Well, that was a very good description of what is certainly a charismatic bird, but not in this case an exotic one – it’s a common British resident, the green woodpecker. We naturally associate all our native woodpeckers with trees, as their name suggests, and they do indeed use their powerful dagger bills to excavate nest holes in tree-trunks, probe the bark for grubs and drum on hollow branches to advertise their presence both to rivals and potential mates. But the green woodpecker has also developed this further habit of using its formidable drilling equipment to dig into ant colonies in our lawns and lick up the inhabitants with their specially adapted tongues.

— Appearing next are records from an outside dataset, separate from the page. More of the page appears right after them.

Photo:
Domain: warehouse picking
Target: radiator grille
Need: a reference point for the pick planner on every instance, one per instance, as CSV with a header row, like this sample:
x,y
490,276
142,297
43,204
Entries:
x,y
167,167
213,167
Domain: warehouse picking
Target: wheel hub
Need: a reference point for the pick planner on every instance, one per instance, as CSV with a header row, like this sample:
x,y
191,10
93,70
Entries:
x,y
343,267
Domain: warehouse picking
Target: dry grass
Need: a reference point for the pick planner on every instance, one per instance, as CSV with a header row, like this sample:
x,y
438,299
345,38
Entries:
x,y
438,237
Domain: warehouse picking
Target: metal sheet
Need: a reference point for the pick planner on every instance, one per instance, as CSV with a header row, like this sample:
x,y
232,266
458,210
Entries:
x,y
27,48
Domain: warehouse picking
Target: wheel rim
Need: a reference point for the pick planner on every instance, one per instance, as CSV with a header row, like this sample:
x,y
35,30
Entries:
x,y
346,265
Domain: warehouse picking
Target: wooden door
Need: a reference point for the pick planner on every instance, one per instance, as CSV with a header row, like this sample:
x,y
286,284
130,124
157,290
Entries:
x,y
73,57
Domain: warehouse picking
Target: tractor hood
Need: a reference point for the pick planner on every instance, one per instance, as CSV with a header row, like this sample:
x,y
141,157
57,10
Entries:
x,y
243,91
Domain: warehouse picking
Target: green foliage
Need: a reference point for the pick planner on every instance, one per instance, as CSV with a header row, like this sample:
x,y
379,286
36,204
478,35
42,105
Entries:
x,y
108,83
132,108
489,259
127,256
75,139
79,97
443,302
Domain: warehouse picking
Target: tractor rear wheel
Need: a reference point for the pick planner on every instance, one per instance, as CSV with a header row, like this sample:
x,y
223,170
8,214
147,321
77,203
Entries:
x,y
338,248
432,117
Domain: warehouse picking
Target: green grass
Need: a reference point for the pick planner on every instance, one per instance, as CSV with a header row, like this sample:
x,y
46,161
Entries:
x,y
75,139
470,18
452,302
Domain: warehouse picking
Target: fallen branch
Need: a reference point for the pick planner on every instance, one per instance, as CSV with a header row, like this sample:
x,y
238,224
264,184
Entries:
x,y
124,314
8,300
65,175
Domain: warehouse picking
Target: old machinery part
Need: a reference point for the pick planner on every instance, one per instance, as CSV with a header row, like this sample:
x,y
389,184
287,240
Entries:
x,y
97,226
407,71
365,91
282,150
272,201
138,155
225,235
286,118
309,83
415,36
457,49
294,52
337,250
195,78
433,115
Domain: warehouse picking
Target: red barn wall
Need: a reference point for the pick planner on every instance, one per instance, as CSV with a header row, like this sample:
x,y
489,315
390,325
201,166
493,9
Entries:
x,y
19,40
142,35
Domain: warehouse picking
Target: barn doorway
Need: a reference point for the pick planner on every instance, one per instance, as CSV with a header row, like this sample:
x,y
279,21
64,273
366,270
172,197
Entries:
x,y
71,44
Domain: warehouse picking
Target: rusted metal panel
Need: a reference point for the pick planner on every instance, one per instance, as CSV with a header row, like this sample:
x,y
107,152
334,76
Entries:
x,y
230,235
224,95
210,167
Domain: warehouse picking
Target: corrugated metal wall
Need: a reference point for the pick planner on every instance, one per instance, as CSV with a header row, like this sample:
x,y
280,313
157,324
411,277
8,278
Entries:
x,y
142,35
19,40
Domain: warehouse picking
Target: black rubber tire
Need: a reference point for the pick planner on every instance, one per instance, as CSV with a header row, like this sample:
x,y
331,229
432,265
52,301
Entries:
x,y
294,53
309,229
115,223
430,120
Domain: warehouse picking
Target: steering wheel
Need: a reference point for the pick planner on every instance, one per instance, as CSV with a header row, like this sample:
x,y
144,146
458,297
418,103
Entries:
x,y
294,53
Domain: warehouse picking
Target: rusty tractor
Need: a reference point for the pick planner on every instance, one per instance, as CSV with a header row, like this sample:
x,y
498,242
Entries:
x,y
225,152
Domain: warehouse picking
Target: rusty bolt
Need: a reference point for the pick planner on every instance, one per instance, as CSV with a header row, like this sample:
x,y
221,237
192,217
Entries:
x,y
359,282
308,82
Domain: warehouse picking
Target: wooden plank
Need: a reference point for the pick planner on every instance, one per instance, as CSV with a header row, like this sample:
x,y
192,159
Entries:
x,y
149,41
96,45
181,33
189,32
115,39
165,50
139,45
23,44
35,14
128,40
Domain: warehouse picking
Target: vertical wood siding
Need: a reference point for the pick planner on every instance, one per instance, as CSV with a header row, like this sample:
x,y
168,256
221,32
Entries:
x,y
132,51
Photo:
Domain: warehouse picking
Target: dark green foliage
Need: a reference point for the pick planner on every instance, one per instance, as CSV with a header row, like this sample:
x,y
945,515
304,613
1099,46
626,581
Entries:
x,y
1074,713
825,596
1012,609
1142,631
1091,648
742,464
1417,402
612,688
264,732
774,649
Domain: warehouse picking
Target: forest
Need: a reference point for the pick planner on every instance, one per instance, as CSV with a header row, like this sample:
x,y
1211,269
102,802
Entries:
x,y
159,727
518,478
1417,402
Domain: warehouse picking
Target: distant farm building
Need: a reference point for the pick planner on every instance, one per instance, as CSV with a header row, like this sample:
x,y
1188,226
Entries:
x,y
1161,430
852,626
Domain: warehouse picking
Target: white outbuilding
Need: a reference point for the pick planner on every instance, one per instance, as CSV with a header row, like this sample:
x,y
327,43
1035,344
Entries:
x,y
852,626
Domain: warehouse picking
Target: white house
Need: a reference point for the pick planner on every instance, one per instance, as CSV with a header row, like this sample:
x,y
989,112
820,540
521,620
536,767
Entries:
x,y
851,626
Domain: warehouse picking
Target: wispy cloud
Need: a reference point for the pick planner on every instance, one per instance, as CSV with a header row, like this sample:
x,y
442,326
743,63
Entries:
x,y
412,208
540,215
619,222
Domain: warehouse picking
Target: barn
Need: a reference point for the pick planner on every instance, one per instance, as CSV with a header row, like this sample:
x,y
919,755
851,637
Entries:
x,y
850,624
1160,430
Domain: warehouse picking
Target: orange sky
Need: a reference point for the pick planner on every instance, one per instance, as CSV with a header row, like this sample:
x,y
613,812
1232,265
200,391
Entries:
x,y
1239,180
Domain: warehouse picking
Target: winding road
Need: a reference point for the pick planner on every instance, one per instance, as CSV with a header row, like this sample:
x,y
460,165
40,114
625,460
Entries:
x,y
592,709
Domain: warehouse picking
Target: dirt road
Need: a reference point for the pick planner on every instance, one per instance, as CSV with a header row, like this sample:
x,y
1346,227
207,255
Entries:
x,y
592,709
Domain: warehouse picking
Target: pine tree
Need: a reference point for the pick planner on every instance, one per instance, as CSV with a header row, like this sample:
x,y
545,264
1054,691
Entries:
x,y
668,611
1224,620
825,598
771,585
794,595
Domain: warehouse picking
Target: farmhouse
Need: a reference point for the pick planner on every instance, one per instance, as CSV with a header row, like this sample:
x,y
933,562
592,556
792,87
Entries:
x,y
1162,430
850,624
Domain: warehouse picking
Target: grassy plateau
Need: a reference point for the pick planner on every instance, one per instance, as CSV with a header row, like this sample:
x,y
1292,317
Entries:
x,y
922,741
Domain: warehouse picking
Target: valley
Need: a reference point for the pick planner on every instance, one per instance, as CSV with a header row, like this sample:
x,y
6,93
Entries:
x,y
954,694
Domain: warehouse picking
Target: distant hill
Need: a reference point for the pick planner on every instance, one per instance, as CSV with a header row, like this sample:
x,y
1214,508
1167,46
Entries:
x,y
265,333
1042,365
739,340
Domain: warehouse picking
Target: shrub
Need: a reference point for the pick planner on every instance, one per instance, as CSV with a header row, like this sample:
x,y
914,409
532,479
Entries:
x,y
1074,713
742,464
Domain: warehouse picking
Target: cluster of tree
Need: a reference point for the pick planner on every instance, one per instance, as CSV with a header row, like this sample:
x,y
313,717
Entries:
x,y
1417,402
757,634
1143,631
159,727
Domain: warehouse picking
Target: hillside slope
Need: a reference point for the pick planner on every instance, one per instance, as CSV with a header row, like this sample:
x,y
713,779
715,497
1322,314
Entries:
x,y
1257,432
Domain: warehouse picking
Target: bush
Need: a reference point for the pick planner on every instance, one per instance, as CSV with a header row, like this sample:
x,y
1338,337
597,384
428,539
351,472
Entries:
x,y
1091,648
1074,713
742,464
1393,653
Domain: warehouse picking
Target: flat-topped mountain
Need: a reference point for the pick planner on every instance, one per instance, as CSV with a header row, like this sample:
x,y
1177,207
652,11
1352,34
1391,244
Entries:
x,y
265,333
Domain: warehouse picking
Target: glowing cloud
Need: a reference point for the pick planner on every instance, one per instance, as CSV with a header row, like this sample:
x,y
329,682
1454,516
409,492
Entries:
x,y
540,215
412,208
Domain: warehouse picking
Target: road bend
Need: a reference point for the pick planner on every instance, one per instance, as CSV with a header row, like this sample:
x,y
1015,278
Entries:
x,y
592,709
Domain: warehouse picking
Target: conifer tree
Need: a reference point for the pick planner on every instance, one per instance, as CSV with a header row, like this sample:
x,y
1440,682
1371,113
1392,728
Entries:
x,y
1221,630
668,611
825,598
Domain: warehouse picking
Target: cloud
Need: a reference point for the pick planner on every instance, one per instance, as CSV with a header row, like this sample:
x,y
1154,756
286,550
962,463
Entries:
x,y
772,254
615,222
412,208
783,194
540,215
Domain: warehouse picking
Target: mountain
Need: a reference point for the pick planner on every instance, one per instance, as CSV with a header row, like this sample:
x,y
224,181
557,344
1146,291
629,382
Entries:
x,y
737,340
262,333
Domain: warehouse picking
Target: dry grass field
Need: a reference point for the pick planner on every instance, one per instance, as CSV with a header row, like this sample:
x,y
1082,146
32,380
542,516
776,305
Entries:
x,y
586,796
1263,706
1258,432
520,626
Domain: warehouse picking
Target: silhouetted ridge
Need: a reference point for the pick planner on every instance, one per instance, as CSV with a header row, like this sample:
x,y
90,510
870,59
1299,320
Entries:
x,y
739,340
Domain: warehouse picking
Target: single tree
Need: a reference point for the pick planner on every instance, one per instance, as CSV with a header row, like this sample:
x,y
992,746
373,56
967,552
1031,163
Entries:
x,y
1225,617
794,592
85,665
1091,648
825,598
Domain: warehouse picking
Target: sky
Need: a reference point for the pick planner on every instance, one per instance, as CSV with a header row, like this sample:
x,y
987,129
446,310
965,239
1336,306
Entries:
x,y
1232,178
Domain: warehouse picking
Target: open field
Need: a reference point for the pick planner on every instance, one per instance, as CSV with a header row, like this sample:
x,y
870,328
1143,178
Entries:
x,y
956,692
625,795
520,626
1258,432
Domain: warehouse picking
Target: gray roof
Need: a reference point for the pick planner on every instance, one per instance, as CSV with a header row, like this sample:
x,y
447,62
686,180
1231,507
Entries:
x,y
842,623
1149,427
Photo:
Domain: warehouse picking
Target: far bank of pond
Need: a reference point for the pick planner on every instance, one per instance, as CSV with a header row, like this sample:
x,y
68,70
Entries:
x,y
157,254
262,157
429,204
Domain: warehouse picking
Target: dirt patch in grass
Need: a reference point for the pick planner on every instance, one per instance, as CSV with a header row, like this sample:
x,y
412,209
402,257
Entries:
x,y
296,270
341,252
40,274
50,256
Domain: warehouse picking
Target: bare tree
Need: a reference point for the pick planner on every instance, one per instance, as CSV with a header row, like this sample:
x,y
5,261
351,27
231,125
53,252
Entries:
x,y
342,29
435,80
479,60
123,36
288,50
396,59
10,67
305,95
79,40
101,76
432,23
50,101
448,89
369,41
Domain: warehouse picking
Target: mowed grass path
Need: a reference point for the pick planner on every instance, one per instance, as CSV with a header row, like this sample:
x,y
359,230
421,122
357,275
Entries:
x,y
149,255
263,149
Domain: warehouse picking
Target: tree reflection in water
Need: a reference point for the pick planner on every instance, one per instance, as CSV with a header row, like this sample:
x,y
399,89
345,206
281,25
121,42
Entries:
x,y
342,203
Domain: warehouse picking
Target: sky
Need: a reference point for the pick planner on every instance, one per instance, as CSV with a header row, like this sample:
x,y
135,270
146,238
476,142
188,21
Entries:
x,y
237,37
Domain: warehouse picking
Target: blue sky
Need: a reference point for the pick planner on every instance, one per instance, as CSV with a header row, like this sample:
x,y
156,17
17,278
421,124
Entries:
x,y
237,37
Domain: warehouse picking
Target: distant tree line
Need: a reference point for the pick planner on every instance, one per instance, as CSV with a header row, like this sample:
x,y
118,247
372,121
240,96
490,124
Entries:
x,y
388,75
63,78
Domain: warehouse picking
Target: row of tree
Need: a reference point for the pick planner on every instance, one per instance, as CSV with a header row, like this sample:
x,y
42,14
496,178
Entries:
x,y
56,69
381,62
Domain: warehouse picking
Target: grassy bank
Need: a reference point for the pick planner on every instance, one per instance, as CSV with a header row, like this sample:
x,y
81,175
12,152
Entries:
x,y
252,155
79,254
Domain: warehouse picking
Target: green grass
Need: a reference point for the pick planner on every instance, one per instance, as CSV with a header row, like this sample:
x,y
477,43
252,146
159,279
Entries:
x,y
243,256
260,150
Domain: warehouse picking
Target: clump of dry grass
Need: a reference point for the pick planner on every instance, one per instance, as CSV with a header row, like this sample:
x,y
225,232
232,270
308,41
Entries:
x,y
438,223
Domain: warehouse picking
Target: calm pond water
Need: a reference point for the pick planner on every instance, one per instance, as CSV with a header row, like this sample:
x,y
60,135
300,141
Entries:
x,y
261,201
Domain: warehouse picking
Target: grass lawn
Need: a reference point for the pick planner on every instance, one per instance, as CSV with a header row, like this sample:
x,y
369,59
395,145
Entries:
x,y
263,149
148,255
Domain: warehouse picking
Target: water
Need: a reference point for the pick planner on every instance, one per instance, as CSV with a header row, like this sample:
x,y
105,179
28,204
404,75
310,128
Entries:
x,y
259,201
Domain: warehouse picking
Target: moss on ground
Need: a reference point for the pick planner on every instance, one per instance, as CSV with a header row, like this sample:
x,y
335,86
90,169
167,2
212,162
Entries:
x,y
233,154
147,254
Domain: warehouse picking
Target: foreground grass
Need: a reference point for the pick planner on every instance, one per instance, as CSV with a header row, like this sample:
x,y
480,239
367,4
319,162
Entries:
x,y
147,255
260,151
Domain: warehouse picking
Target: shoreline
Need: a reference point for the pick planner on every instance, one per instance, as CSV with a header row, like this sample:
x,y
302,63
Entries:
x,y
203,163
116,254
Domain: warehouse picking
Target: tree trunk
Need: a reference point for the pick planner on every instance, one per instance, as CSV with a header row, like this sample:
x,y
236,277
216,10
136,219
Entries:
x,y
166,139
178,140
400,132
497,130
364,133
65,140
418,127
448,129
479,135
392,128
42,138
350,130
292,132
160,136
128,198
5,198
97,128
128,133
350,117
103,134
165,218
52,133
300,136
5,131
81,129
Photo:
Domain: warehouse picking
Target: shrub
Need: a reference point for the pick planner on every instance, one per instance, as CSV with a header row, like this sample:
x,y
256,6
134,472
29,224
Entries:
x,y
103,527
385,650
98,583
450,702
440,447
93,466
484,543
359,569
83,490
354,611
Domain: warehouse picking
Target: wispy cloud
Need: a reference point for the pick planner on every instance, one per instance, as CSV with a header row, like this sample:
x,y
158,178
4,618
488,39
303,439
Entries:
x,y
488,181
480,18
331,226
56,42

The artist Leonardo da Vinci, who observed everything with insatiable curiosity, was fascinated by woodpecker tongues – why were they so long, he asked, and how were they housed in the woodpecker’s head when they were retracted? The answer was later revealed by dissection and is illustrated in this little diagram of a skeleton: the tongue is literally wrapped around the brain and its elastic movements are controlled by specially adapted bony cartilages.

In spring, the male green woodpecker has a very distinctive territorial call, a descending peal of (usually seven) loud ‘laughing’ notes that gave the bird its old country name ‘yaffle’. Another folk name was ‘rain bird’. It was widely believed that the yaffle’s call presaged rain, which would bring out the insects on which the bird feeds. An easy prediction to make in Britain, perhaps, when it is always about to rain anyway, but quite false. Possibly it derived from an even older, more primitive belief in the woodpecker as the ‘thunder bird’, who summons up the rain with his resounding drum-roll and wears the red badge of lightning on his crest.

Anyway, no need to invoke foreign exotica with such wonders close to home.